DOI=10.3389/fnut.2022.1012961

ISSN=2296-861X

ABSTRACT=Background: Type 2 diabetes mellitus (T2DM) is a metabolic disease. Simiao Wan (SMW) is a commonly used clinical drug for hyperuricemia treatment. SMW has been confirmed to improve insulin resistance and is expected to be a novel hypoglycemic agent. However, the hypoglycemic bioactive ingredients and mechanisms of action of SMW are unclear.
Objective: To explore the hypoglycemic effects and reveal the mechanisms of SMW and main bioactive ingredients (SMW-BI).
Study design and methods: The hypoglycemic effects of SMW and SMW-BI were verified in a mouse model of T2DM induced by streptozotocin and a high-fat and high-sugar diet. Network pharmacology was used to predict the mechanisms of SMW and SMW-BI. Histological analysis and real-time quantitative PCR (RT-qPCR) verified network pharmacology results. RT-qPCR results were further verified by immunofluorescence and molecular docking. The correlation between proteins and biochemical indicators was analyzed by Spearman’s correlation.

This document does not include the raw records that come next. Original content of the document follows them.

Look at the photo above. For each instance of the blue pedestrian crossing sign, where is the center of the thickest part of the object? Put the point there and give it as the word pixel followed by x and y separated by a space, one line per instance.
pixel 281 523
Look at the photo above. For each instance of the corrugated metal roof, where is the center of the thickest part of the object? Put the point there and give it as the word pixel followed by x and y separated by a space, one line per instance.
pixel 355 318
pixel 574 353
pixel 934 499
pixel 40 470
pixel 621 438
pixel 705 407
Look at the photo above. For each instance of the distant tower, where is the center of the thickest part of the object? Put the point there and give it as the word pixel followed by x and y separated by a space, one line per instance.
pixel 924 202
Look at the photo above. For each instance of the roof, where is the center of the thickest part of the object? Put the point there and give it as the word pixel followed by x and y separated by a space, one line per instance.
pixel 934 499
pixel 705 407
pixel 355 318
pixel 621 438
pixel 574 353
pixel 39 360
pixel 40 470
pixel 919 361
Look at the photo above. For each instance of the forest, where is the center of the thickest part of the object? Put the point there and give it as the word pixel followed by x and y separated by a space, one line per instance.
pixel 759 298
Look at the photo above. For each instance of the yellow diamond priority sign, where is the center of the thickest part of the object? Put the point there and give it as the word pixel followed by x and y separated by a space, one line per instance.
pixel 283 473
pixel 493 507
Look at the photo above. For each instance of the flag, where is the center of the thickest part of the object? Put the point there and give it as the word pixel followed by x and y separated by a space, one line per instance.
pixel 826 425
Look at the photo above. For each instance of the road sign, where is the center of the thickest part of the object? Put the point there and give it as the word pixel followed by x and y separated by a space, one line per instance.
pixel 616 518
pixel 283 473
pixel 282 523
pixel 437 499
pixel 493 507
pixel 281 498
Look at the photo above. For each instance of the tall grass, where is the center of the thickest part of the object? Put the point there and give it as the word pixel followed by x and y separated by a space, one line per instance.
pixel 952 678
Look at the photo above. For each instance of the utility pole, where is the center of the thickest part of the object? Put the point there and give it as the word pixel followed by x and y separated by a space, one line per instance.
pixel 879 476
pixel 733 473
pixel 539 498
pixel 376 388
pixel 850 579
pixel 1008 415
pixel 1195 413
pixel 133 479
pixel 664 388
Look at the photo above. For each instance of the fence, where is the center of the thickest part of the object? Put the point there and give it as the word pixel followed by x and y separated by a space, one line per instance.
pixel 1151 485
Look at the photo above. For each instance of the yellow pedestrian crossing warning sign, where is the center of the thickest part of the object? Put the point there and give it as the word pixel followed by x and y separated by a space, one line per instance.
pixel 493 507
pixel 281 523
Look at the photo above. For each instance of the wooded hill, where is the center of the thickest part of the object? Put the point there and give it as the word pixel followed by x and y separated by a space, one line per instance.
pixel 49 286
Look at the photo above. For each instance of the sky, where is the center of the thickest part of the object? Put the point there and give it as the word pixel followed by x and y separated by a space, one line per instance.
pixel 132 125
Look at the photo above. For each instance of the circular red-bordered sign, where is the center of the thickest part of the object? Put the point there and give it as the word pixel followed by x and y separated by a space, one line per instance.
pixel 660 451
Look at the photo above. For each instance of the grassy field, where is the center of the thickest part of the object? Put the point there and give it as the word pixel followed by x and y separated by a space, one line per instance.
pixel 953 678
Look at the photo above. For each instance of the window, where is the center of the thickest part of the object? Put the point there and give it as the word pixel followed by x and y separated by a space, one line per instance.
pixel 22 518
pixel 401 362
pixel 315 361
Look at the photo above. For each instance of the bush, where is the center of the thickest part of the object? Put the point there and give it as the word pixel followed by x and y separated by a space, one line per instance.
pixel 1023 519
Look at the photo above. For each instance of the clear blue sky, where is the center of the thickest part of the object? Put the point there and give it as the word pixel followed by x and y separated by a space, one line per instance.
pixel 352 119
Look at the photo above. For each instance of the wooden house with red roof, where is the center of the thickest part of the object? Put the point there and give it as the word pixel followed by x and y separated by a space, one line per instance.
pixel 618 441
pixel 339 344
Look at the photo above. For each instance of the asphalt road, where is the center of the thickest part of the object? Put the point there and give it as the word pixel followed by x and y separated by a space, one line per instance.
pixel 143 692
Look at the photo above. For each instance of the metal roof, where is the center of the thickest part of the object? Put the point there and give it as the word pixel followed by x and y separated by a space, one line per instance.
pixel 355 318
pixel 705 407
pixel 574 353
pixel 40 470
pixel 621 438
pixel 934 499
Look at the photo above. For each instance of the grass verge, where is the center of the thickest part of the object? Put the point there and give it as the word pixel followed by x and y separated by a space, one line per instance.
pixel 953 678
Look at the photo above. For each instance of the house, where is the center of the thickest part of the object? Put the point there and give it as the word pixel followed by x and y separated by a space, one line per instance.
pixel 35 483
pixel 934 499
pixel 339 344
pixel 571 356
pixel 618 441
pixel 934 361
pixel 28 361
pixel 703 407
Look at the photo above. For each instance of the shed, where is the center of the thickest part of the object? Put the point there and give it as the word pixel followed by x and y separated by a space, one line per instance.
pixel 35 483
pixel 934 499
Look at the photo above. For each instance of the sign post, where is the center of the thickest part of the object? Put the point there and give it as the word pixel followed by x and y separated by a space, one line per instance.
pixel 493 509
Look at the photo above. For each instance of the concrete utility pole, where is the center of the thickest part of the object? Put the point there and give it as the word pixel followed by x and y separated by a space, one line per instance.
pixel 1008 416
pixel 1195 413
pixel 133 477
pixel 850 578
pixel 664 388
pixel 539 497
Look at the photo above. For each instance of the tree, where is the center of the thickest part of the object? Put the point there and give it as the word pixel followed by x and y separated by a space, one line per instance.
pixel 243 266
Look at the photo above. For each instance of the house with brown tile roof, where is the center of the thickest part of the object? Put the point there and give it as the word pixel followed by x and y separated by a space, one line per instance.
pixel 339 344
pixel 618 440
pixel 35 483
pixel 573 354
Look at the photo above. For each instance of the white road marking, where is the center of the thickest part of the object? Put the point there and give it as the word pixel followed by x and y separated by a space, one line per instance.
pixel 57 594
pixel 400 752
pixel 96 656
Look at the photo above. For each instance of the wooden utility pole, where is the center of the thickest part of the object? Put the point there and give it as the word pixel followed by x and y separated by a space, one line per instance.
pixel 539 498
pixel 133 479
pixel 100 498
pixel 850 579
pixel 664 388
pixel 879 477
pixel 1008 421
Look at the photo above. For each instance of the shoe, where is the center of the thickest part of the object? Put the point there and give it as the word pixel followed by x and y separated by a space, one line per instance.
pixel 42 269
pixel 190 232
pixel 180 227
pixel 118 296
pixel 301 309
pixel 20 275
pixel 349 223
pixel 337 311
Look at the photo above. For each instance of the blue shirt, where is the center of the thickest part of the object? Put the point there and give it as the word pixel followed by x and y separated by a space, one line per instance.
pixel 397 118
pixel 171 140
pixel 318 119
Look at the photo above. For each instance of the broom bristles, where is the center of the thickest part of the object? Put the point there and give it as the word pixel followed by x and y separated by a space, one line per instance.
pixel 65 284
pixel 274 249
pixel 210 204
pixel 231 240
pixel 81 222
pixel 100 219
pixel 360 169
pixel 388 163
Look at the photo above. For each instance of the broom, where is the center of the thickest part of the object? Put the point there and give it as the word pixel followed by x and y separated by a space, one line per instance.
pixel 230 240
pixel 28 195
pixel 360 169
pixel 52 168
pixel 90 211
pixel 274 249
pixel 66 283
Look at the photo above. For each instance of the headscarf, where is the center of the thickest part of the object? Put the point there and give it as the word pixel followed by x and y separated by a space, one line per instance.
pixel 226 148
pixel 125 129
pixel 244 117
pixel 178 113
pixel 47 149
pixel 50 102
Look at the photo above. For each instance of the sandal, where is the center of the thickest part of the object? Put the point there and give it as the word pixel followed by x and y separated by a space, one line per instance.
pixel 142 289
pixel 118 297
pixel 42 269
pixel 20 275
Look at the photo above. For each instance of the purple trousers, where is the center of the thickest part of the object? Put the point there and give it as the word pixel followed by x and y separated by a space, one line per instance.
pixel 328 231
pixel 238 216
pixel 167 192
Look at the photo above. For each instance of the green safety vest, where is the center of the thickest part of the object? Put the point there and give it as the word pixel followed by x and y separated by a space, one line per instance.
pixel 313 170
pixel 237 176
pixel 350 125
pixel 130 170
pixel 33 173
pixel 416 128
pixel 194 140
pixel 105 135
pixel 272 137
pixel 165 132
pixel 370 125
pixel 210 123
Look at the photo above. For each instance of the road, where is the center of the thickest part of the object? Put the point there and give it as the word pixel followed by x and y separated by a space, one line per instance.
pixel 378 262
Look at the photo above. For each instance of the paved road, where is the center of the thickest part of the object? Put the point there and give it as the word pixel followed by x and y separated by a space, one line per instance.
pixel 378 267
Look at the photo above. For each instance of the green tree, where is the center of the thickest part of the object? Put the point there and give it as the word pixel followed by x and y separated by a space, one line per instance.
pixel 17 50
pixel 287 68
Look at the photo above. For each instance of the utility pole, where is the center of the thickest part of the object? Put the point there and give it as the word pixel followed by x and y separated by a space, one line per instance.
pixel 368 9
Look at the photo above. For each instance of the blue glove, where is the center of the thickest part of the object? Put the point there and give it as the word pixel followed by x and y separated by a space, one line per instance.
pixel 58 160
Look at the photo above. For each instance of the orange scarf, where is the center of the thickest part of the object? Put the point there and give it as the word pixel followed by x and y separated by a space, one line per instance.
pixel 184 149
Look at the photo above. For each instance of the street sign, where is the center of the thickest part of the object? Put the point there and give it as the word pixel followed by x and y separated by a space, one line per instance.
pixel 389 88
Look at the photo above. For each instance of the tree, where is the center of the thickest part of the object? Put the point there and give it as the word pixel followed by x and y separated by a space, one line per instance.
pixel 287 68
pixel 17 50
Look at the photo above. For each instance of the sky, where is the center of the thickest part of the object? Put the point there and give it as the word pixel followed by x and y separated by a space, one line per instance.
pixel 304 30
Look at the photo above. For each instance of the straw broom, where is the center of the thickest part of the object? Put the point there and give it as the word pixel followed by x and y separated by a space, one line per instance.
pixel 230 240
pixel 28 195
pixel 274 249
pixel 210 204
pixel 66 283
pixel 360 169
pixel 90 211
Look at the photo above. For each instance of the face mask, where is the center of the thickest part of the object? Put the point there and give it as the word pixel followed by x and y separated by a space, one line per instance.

Results: Chlorogenic acid, phellodendrine, magnoflorine, jateorhizine, palmatine, berberine, and atractydin were identified as SMW-BI. After eight weeks of treatment, SMW and SMW-BI decreased the levels of fasting blood glucose, total cholesterol, triacylglycerols, and low-density lipoprotein cholesterol, increased the level of high-density lipoprotein cholesterol, alleviated weight loss, and increased serum insulin levels in T2DM mice. In addition, SMW and SMW-BI improved hepatocyte morphology in T2DM mice, decreased the number of adipocytes, and increased liver glycogen. Network pharmacological analysis indicated that SMW and SMW-BI may exert hypoglycemic by regulating IRS1/AKT2/FOXO1/GLUT2 signaling. Moreover, correlation analysis showed that SMW and SMW-BI were associated with activating IRS1, AKT2 and GLUT2, inhibiting FOXO1. RT-qPCR revealed that SMW and SMW-BI could increase levels of Irs1, Akt2, and Glut2 in the liver of T2DM mice and lower the level of FOXO1. Furthermore, immunofluorescence analysis showed that FOXO1 expression in the livers of T2DM mice decreased after oral administration of SMW and SMW-BI. Furthermore, molecular docking showed that SMW-BI could bind directly to IRS1 and AKT2.
Conclusion: SMW and SMW-BI are potential hypoglycemic drugs and alleviate T2DM by regulating IRS1/AKT2/FOXO1 signaling. Our study provides a research idea for screening the bioactive ingredients in traditional Chinese medicine.